Modifications to the ANTLR grammarΒΆ

The scanner/lexer and parser for the SyReC grammar were generated using the parser generator ANTLR with the grammar being defined in the files TSyrecLexer.g4 and TSyrecParser.g4, the former defines the tokens/terminal symbols of the grammar while the latter defines the productions/non-terminal symbols (both files are located in the git repository under src/core/syrec/parser/antlr/grammar). No C++ code is embedded in the two .g4 files so these files can be used to generate a basic SyReC parser for another programming languages using ANTLR.

The header files generated by the parser generator are located in include/core/syrec/parser/antlr while the source files are found in src/core/syrec/parser/antlr. The files of the ANTLR runtime required for the build of the generated header and source files of the SyReC parser are made available at configure time and are built with the C++ library.

Changes in the .g4 files of the scanner and parser are not automatically available in the C++ header/source files but require an execution of the parser generator with two options for how the parser generator can be invoked:

  1. Include the parser generator into CMake as described in the official ANTLR repository which would require an existing Java SE installation of the system performing the build.

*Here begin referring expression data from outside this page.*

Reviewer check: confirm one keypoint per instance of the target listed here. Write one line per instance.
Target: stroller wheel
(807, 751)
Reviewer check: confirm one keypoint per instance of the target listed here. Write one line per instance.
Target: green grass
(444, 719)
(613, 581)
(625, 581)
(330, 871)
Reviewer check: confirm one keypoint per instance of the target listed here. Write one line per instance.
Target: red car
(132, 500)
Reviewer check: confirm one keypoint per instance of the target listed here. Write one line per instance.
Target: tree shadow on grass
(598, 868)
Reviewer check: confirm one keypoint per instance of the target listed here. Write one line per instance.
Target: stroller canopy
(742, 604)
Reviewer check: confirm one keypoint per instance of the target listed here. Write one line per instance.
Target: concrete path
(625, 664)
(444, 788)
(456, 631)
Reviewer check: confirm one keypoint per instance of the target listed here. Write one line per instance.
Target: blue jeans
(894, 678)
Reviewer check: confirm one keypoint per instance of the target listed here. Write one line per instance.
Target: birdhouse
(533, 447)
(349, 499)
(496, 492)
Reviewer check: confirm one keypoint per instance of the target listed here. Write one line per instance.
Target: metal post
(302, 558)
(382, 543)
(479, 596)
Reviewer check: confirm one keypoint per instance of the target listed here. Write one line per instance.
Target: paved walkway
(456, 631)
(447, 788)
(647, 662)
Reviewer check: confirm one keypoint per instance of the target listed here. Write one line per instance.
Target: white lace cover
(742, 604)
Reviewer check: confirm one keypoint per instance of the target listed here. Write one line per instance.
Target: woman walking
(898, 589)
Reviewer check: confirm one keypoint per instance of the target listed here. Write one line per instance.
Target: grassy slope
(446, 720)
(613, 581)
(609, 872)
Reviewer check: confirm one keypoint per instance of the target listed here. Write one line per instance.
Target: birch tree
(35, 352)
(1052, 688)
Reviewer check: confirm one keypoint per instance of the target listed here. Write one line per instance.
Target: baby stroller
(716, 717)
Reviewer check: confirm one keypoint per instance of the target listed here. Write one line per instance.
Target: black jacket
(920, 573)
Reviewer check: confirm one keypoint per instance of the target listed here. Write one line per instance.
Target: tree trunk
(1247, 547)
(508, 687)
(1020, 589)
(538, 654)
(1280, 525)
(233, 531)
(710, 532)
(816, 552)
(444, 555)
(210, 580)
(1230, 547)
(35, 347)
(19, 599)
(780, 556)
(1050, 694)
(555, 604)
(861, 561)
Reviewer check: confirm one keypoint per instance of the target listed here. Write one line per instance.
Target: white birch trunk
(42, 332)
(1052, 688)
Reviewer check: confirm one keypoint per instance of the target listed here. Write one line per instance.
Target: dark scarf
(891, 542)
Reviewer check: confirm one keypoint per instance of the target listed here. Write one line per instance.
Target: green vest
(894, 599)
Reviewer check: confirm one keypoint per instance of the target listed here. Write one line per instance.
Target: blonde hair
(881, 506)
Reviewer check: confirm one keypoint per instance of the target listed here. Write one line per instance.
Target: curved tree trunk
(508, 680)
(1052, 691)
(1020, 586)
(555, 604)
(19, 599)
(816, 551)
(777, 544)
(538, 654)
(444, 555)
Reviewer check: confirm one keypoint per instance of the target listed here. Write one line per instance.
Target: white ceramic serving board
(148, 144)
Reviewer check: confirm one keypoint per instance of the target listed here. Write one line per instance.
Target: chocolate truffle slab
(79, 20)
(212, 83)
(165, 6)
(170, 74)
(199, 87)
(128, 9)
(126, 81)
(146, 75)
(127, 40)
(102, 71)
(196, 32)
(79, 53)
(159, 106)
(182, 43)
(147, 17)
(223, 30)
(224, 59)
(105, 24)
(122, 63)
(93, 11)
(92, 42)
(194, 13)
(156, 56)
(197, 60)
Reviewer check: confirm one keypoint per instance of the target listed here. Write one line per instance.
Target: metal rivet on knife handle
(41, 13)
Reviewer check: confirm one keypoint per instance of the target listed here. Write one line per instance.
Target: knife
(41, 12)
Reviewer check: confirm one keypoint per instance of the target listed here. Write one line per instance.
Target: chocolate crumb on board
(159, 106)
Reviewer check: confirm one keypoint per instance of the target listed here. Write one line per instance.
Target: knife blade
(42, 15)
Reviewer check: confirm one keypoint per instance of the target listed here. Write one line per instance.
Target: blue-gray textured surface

  2. A manual execution of the parser generator on the machine of the developer followed by an update of the already existing files.

To keep the number of external dependencies for this project low and due to the expected infrequent changes to the SyReC grammar, the second option is the recommended one, with a manual execution of the parser generator via the command line requiring the following steps (with the assumption that the execution is performed on Windows with other operating systems only requiring minor changes):

  1. Download the ANTLR java binary and copy it to a location of your choice.

  2. Assuming that the antlr.jar is located in the same folder as the .g4 grammar files and that the Java binary is available in the command line, execute the following command:

    $ java -jar antlr.jar -Dlanguage=Cpp -package syrec_parser -o <OUTPUT_DIRECTORY_FOR_GEN_FILES> -no-visitor -no-listener -Werror TSyrecLexer.g4 TSyrecParser.g4
    

    Out of all the generated files in the specified <OUTPUT_DIRECTORY_FOR_GEN_FILES> directory only the TSyrecLexer.h, TSyrecLexer.cpp, TSyrecParser.h, TSyrecParser.cpp are relevant for the C++ library.

  3. Copy the relevant files generated in the previous step to the corresponding folders in the project:

  • Header files: include/core/syrec/parser/antlr

  • Source files: src/core/syrec/parser/antlr

Note

Executing the .clang-tidy and .clang-format checks for the generated header and source files will result in a large number of warnings being reported that need to be fixed prior to any pull-request. We recommend that one uses a diff-tool to determine the changes between the current implementation and the newly generated code and then merge the relevant portions of the new code into the existing one. Changes in the .g4 grammar files might also require an update of the implementation of the parser components (in src/core/syrec/parser/components).